Nestling within the pulses category, sat next door to beans, are the little marvels that are lentils.
Low in fat, packed with protein, lentils are a perfect little pulse, and one that’s been part of the human diet for millennia. It’s known that medieval farmers in the south of England grew lentils to put in their daily pottage as seed relics have been found from that time period. Maybe climate change ended the practice.
The optical lens (double-convex shaped) is named after the lentil, ‘lens’ being the Latin name for lentil, and now the lentil (Lens culinaris) are part of everyday diets in some corners of the globe. In the Indian subcontinent Dhal, or lentil curry, is part of the everyday diet, eaten with both rice and roti. Boiled lentil and lentil stock are used as thickening agent in most vegetarian curries.

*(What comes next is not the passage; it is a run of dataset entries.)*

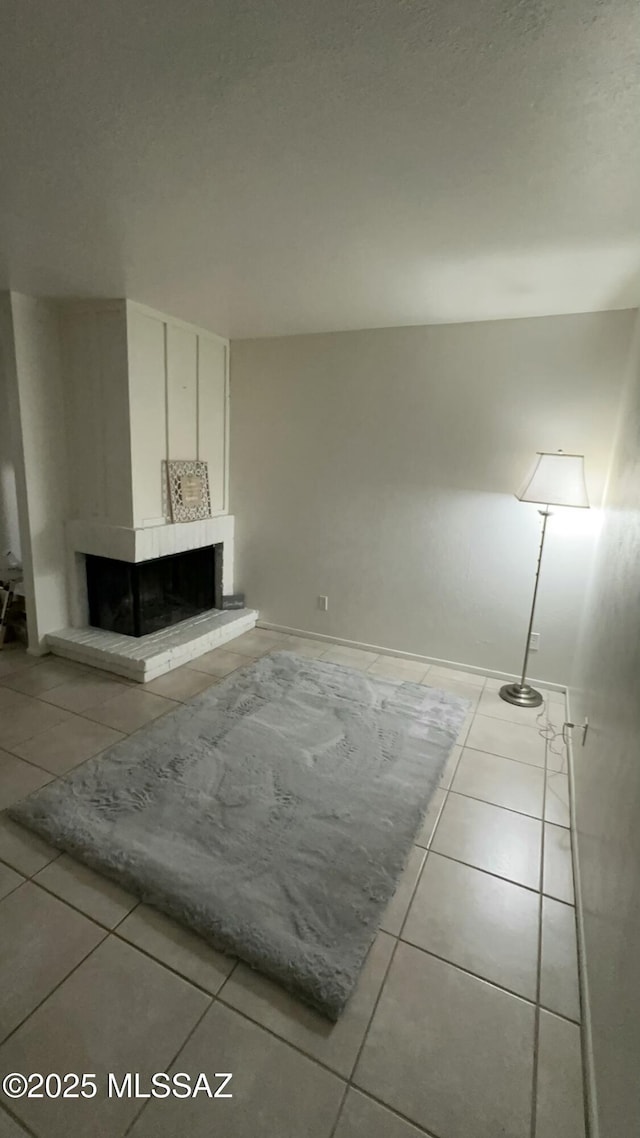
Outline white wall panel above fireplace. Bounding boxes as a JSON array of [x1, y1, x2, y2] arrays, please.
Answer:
[[166, 322, 198, 460], [198, 334, 228, 514], [61, 300, 134, 527], [61, 299, 229, 531], [128, 307, 167, 527]]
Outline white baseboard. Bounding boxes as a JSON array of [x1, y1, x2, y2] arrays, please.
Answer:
[[257, 621, 567, 692], [565, 688, 599, 1138]]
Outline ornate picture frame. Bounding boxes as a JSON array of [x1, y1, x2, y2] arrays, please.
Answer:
[[164, 460, 212, 523]]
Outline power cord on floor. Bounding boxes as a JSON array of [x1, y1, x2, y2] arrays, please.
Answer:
[[534, 702, 569, 769]]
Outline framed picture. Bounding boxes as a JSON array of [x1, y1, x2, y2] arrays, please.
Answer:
[[165, 460, 212, 522]]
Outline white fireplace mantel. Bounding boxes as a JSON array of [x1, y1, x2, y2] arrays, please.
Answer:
[[66, 514, 235, 628], [66, 515, 235, 566]]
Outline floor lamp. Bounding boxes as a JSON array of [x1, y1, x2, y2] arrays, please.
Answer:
[[500, 450, 589, 709]]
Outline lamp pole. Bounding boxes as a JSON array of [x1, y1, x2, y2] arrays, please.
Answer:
[[500, 506, 550, 708]]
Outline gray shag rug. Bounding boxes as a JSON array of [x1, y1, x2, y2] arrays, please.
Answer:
[[10, 651, 469, 1019]]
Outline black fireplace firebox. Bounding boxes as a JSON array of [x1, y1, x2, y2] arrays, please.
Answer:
[[86, 544, 223, 638]]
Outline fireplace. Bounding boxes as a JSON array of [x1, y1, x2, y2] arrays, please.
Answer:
[[86, 544, 223, 638]]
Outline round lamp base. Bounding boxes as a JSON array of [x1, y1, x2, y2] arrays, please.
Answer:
[[499, 682, 543, 709]]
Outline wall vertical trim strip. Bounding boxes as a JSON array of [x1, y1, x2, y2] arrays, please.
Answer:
[[196, 333, 201, 460], [95, 310, 108, 519], [223, 342, 229, 513], [566, 690, 600, 1138], [163, 319, 170, 464]]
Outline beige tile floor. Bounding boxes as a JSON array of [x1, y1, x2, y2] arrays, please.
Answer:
[[0, 634, 586, 1138]]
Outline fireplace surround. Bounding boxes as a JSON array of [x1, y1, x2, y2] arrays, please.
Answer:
[[86, 544, 223, 638], [50, 516, 255, 681]]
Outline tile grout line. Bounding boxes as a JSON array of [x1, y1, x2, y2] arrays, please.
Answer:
[[0, 677, 462, 893], [5, 668, 132, 703], [3, 658, 446, 1132], [0, 691, 160, 1066], [334, 690, 521, 1138], [0, 749, 71, 778], [1, 838, 576, 905], [346, 1083, 451, 1138], [0, 1099, 41, 1138], [23, 876, 139, 935], [334, 839, 435, 1133], [326, 1083, 350, 1138], [9, 657, 245, 744], [3, 746, 573, 903], [529, 711, 551, 1138], [0, 907, 218, 1136], [0, 896, 243, 1127], [393, 938, 579, 1022], [327, 739, 468, 1138], [335, 1085, 447, 1138], [0, 927, 110, 1053], [3, 840, 582, 1024], [0, 675, 225, 775], [0, 850, 63, 881], [0, 870, 30, 903], [109, 925, 237, 1000], [217, 929, 581, 1070], [3, 680, 182, 740], [215, 985, 444, 1138], [255, 629, 565, 692], [4, 653, 535, 768], [408, 737, 580, 1024], [445, 693, 562, 1138], [1, 654, 573, 1138], [0, 689, 173, 881], [1, 709, 166, 770], [2, 706, 508, 1138], [121, 996, 215, 1137], [340, 774, 455, 1122], [330, 921, 421, 1133], [462, 741, 561, 773], [213, 990, 356, 1087], [445, 786, 549, 823], [0, 680, 196, 794], [428, 841, 569, 899]]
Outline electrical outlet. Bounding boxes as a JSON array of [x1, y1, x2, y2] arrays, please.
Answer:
[[317, 595, 328, 612], [529, 632, 540, 651]]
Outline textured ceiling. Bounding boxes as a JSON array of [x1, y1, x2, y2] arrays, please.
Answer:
[[1, 0, 639, 337]]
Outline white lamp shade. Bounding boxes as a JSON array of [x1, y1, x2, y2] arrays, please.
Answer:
[[517, 452, 590, 508]]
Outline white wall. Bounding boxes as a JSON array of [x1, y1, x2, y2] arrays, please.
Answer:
[[0, 308, 21, 562], [570, 310, 640, 1136], [1, 293, 70, 649], [231, 310, 634, 683]]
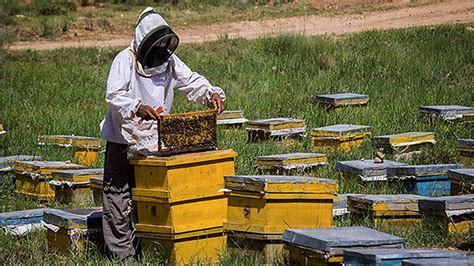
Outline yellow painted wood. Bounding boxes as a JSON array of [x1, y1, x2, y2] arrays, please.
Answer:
[[246, 121, 305, 131], [374, 132, 435, 147], [312, 138, 365, 153], [37, 135, 101, 148], [131, 150, 236, 203], [139, 229, 226, 265], [73, 148, 99, 166], [217, 111, 244, 120], [15, 175, 54, 200], [256, 156, 327, 168], [286, 244, 341, 266], [53, 186, 93, 205], [311, 131, 369, 140], [134, 195, 227, 234], [0, 124, 4, 131], [47, 228, 103, 253]]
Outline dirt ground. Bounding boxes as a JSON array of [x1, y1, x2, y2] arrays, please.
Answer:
[[7, 0, 474, 51]]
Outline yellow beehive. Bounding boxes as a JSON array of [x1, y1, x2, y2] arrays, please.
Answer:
[[217, 110, 248, 126], [37, 135, 101, 166], [50, 169, 103, 205], [246, 118, 306, 141], [373, 132, 436, 160], [14, 161, 86, 200], [90, 177, 103, 206], [139, 227, 226, 265], [311, 124, 372, 153], [225, 175, 337, 236], [256, 152, 327, 175], [315, 93, 369, 109], [459, 139, 473, 167], [348, 194, 429, 227], [227, 232, 286, 263]]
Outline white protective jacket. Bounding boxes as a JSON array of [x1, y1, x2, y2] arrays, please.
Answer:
[[100, 10, 225, 149]]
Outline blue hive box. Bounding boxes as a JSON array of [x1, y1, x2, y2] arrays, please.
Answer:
[[336, 160, 407, 181], [344, 248, 466, 266], [402, 256, 474, 266], [449, 168, 474, 195], [387, 164, 464, 197]]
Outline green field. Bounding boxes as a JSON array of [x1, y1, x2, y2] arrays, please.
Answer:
[[0, 24, 473, 263]]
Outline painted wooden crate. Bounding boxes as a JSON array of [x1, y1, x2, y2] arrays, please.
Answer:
[[157, 110, 217, 155], [343, 248, 466, 266], [14, 161, 86, 200], [246, 118, 306, 141], [0, 208, 52, 236], [333, 194, 362, 217], [224, 175, 337, 236], [256, 153, 327, 174], [418, 195, 474, 234], [217, 110, 248, 126], [37, 135, 101, 166], [90, 177, 103, 206], [311, 124, 372, 153], [336, 159, 407, 181], [402, 256, 474, 266], [138, 227, 226, 265], [459, 139, 473, 167], [348, 194, 429, 227], [283, 226, 405, 265], [0, 155, 42, 172], [50, 169, 103, 204], [386, 164, 463, 197], [315, 93, 369, 109], [131, 150, 235, 234], [373, 132, 436, 160], [420, 105, 474, 121], [43, 208, 103, 252], [449, 168, 474, 195], [227, 232, 287, 263]]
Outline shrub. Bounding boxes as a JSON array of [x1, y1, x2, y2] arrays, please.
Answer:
[[31, 0, 76, 16]]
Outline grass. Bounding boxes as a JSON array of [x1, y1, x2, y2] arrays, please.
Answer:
[[0, 24, 473, 263]]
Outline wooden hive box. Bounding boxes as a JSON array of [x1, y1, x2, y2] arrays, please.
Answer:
[[43, 208, 103, 252], [37, 135, 101, 166], [348, 194, 429, 227], [373, 132, 436, 160], [0, 155, 42, 172], [420, 105, 474, 121], [311, 124, 372, 153], [344, 248, 466, 266], [50, 169, 103, 204], [138, 227, 226, 265], [386, 164, 464, 197], [256, 153, 327, 175], [283, 226, 405, 265], [315, 93, 369, 109], [418, 195, 474, 234], [246, 118, 306, 141], [14, 161, 86, 200], [227, 231, 287, 263], [402, 256, 474, 266], [90, 177, 103, 206], [336, 159, 407, 181], [0, 208, 53, 236], [131, 150, 236, 235], [449, 168, 474, 195], [459, 139, 473, 167], [333, 194, 362, 217], [217, 110, 248, 126]]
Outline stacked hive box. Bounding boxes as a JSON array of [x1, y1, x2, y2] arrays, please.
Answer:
[[348, 194, 428, 227], [373, 132, 436, 160], [418, 195, 474, 234], [90, 177, 103, 206], [50, 169, 103, 204], [343, 248, 466, 265], [315, 93, 369, 109], [0, 155, 41, 172], [386, 164, 464, 197], [217, 110, 248, 126], [311, 124, 372, 153], [256, 153, 327, 175], [282, 226, 404, 265], [38, 135, 101, 166], [43, 208, 103, 252], [131, 149, 236, 265], [224, 175, 337, 262], [459, 139, 473, 167], [419, 105, 474, 121], [449, 169, 474, 195], [14, 161, 86, 200], [246, 118, 306, 141], [402, 257, 474, 266], [336, 159, 407, 181]]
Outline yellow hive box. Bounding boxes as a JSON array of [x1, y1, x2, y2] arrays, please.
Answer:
[[311, 124, 372, 153], [348, 194, 429, 228], [0, 123, 6, 135], [373, 132, 436, 160], [139, 227, 226, 265], [459, 139, 473, 167], [217, 110, 248, 126], [227, 232, 286, 263], [225, 175, 337, 236], [14, 161, 86, 200], [419, 195, 474, 234], [90, 177, 103, 206], [449, 169, 474, 195], [315, 93, 369, 109], [50, 169, 103, 205], [246, 118, 306, 141], [256, 153, 327, 175], [37, 135, 101, 166]]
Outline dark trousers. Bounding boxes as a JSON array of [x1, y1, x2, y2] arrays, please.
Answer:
[[102, 141, 137, 260]]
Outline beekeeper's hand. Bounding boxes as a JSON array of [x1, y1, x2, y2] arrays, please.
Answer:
[[137, 104, 162, 120], [211, 93, 225, 114]]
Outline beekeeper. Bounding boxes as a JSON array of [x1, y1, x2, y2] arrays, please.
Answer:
[[100, 7, 225, 261]]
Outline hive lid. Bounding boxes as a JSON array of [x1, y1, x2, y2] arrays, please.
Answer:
[[420, 105, 474, 114], [0, 155, 42, 171], [14, 161, 86, 174], [418, 195, 474, 211], [217, 110, 245, 120], [387, 164, 464, 177], [344, 248, 466, 262], [130, 149, 236, 167], [316, 93, 369, 101], [348, 194, 428, 206], [246, 118, 305, 131], [459, 139, 474, 148], [256, 153, 327, 166], [311, 124, 372, 139], [336, 160, 407, 178], [37, 135, 101, 147], [0, 208, 53, 226], [90, 177, 103, 185], [52, 168, 104, 180], [401, 257, 474, 266], [43, 208, 102, 229], [282, 226, 404, 253], [449, 169, 474, 182], [224, 175, 337, 194], [373, 132, 435, 147]]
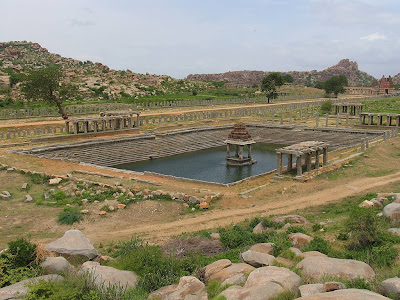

Per 100g of lentils there is 20g carbs, 10g of protein not even 1% fat and 44% insoluble dietary fibre (which helps eliminate blood cholesterol). Other properties include a long list of proteins (making you feel fuller, longer, and hence often used by dieters) and complex carbohydrates (so you don’t get blood sugar spikes after eating them). In addition as part of a normal diet they contain 10% of your potassium needs, 10% of your vitamin B-12 needs, 10% of the magnesium and nearly 20% of your iron needs.
Spoilt for choice
There is quite a wide variety of lentils available. Whole lentils keep their shape when cooked but hulled lentils will turn to a dal-like purée. Most supermarkets sell green, Puy and red lentils. Lentils do not need to be soaked before cooking. Lentils are also cheap. Ordinary green lentils are a few pence a helping. Puy lentils are a bit more fancy and you can even get black Beluga lentils too, so pick a colour to match your mood if you want to.
Merchant Gourmet’s excellent range of grains and pulses includes Puy lentils and beautiful black Beluga lentils. Available from Sainsbury’s, Morrisons, Budgens, Booths and Waitrose for around £2.29 for 500g or buy direct from www.merchant-gourmet.com
The chief three groups of lentils are brown, green and red though within each group they still vary by colour and origin. Brown lentils cook quickly. Green lentils, particularly popular in Europe, cook in around 45 minutes, and work well in stews. Both retain their shape well when cooked. Red lentils range from a golden colour to fully red, and tend to lose their shape a little when cooked and are most often used for Indian dhals).
Types of lentils (by name an appearance): Brown/Spanish pardina; French green/puy lentils (dark speckled blue-green); Green lentils; Black/beluga lentils; Yellow/tan lentils (red inside); Red Chief (decorticated yellow lentils); Eston Green (small green); Richlea (medium green); Laird (large green); Petite Golden (decorticated lentils); Masoor (brown-skinned lentils which are orange inside); Petite crimson/red (decorticated masoor lentils); Macachiados (big Mexican yellow lentils).